This cudf::make_strings_column factory function builds the strings column without making a copy of the data. The offsets data and chars data are already in the correct, expected format and this factory simply moves the data from each vector and creates the column structure around it. Once completed, the rmm::device_uvectors for offsets and chars are empty, their data having been moved into the output column.
cudf::size_type output_size = offsets.back_element(stream);
auto chars = rmm::device_uvector(output_size, stream);
redact_kernel>>(
*d_names, *d_visibilities, offsets.data(), chars.data());
// from pre-assembled offsets and character buffers
auto result = cudf::make_strings_column(names.size(), std::move(offsets), std::move(chars));
This approach takes about 300 us (0.3 ms) on an A6000 with 600K rows of data and improves over the previous approach by more than 2x. You might notice that sizes_kernel and redact_kernel share much of the same logic: once to measure the size of the output and then again to populate the output.
From a code quality perspective, it is beneficial to refactor the transformation as a device function called by both the sizes and redact kernels. From a performance perspective, you might be surprised to see the computational cost of the transformation being paid twice.

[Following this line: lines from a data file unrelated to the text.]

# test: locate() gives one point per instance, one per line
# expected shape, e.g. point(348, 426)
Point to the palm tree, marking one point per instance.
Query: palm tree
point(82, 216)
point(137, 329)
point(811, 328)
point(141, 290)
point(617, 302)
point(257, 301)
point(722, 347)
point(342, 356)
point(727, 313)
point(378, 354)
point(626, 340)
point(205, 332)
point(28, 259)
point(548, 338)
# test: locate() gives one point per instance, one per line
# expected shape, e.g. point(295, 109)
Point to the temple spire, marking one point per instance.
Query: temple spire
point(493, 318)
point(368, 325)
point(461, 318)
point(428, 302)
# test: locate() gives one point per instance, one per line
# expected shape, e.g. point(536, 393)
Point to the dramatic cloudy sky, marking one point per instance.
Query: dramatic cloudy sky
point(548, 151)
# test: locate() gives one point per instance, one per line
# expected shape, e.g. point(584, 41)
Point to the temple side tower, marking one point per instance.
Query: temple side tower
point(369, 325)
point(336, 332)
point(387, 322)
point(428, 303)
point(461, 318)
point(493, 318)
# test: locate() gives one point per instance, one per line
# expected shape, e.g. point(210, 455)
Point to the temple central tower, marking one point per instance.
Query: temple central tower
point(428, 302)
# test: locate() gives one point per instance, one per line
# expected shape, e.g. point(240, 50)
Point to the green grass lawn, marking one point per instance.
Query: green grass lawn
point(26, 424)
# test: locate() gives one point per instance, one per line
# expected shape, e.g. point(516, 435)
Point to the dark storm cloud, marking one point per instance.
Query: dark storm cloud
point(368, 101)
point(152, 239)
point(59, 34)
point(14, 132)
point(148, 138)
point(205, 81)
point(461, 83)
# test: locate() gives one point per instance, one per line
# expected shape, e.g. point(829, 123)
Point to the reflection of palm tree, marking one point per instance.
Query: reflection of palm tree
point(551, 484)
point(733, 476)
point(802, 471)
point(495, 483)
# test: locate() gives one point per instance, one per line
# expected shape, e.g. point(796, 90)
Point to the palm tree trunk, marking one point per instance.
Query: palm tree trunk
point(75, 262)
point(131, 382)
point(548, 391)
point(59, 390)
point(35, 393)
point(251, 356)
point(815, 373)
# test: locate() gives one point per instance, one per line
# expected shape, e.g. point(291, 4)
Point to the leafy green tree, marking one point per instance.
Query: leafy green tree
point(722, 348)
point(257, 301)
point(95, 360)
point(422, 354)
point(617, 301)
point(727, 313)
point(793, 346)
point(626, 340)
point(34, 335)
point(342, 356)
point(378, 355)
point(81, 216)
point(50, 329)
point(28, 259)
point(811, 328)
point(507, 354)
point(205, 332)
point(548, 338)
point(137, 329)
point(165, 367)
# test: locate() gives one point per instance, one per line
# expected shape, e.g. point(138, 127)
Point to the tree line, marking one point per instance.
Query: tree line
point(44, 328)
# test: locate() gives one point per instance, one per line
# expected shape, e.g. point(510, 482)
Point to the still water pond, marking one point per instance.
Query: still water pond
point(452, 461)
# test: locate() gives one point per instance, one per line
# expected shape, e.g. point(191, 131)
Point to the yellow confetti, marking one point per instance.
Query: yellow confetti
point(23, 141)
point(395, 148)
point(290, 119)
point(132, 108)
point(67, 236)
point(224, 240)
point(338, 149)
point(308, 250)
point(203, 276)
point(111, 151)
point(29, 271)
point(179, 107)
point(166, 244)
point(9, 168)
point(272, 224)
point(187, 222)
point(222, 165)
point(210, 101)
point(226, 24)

The benefits for memory management and more efficient column creation often outweigh the computation cost of performing the transformation twice.
Table 2 shows the compute time, kernel count, and bytes processed for the four solutions discussed in this post. “Total kernel launches” reflects the total number of kernels launched, including both compute and helper kernels. “Total bytes processed” is the cumulative DRAM read plus write throughput and “minimum bytes processed” is an average of 37.9 bytes per row for our test inputs and outputs. The ideal “memory bandwidth limited” case assumes 768 GB/s bandwidth, the theoretical peak throughput of the A6000.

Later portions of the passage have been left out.